For an example of how to use it, you can look at the main method.
Also, if you are willing to improve classes online, you are more than welcome to help me make this class better.
import java.net.*;
import java.util.*;
import java.nio.charset.*;
import java.io.*;
public class HttpRequest {
String result = "";
HttpRequest(String _url, String _method, Map<String, String> _postData, String _contentType) {
try {
URL url = new URL( _url );
URLConnection con = url.openConnection();
HttpURLConnection http = (HttpURLConnection)con;
http.setRequestMethod(_method); // PUT is another valid option
http.setDoOutput(true);
StringJoiner sj = new StringJoiner("&");
for(Map.Entry<String,String> entry : _postData.entrySet())
sj.add(URLEncoder.encode(entry.getKey(), "UTF-8") + "=" + entry.getValue());
//sj.add(URLEncoder.encode(entry.getKey(), "UTF-8") + "=" + URLEncoder.encode(entry.getValue()));
byte[] out = sj.toString().getBytes(StandardCharsets.UTF_8);
int length = out.length;
http.setFixedLengthStreamingMode(length);
http.setRequestProperty("Content-Type", _contentType);
http.setRequestProperty( "charset", "utf-8");
http.setRequestProperty( "Content-Length", Integer.toString( length ));
http.setInstanceFollowRedirects( false );
http.setUseCaches( false );
http.connect();
try(OutputStream os = http.getOutputStream()) {
os.write(out);
}
if (http.getResponseCode() == HttpURLConnection.HTTP_OK) {
try (BufferedReader bufferedReader = new BufferedReader(new InputStreamReader(http.getInputStream()))) {
String line;
while ((line = bufferedReader.readLine()) != null) {
result = result + line;
}
}
} else {
System.out.println("Bad response!");
}
}catch (IOException e) {
// writing exception to log
e.printStackTrace();
}
}
HttpRequest(String _url, String _method, Map<String, String> _postData) {
this(_url, _method, _postData, "text/html");
}
HttpRequest(String _url, String _method) {
this(_url, _method, new HashMap<String, String>());
}
HttpRequest(String _url) {
this(_url, "GET");
}
public String toString() {
return result;
}
public static void main(String[] args) {
// TODO Auto-generated method stub
Map<String, String> postData = new HashMap<String, String>();
postData.putIfAbsent("email", "test#test.com");
postData.putIfAbsent("password", "test");
HttpRequest result = new HttpRequest("https://httpbin.org/anything", "POST", postData, "application/x-www-form-urlencoded");
System.out.println(result.toString());
}
}
Appears that you also have to callconnection.getOutputStream() "at least once" (as well as setDoOutput(true)) for it to treat it as a POST.

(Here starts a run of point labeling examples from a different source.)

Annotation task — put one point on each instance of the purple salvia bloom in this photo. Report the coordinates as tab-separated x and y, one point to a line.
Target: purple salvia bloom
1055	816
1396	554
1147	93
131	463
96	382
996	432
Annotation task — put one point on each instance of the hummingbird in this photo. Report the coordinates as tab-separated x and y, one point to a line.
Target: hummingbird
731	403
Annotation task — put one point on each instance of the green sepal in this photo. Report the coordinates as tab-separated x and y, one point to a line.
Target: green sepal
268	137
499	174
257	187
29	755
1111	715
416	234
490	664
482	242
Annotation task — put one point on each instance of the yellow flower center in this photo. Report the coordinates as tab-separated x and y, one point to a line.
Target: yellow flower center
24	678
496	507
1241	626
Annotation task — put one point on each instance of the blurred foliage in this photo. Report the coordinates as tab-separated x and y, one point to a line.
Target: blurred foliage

So the minimum required code is:
URL url = new URL(urlString);
HttpURLConnection connection = (HttpURLConnection) url.openConnection();
//connection.setRequestMethod("POST"); this doesn't seem to do anything at all..so not useful
connection.setDoOutput(true); // set it to POST...not enough by itself however, also need the getOutputStream call...
connection.connect();
connection.getOutputStream().close();
You can even use "GET" style parameters in the urlString, surprisingly. Though that might confuse things.
You can also use NameValuePair apparently.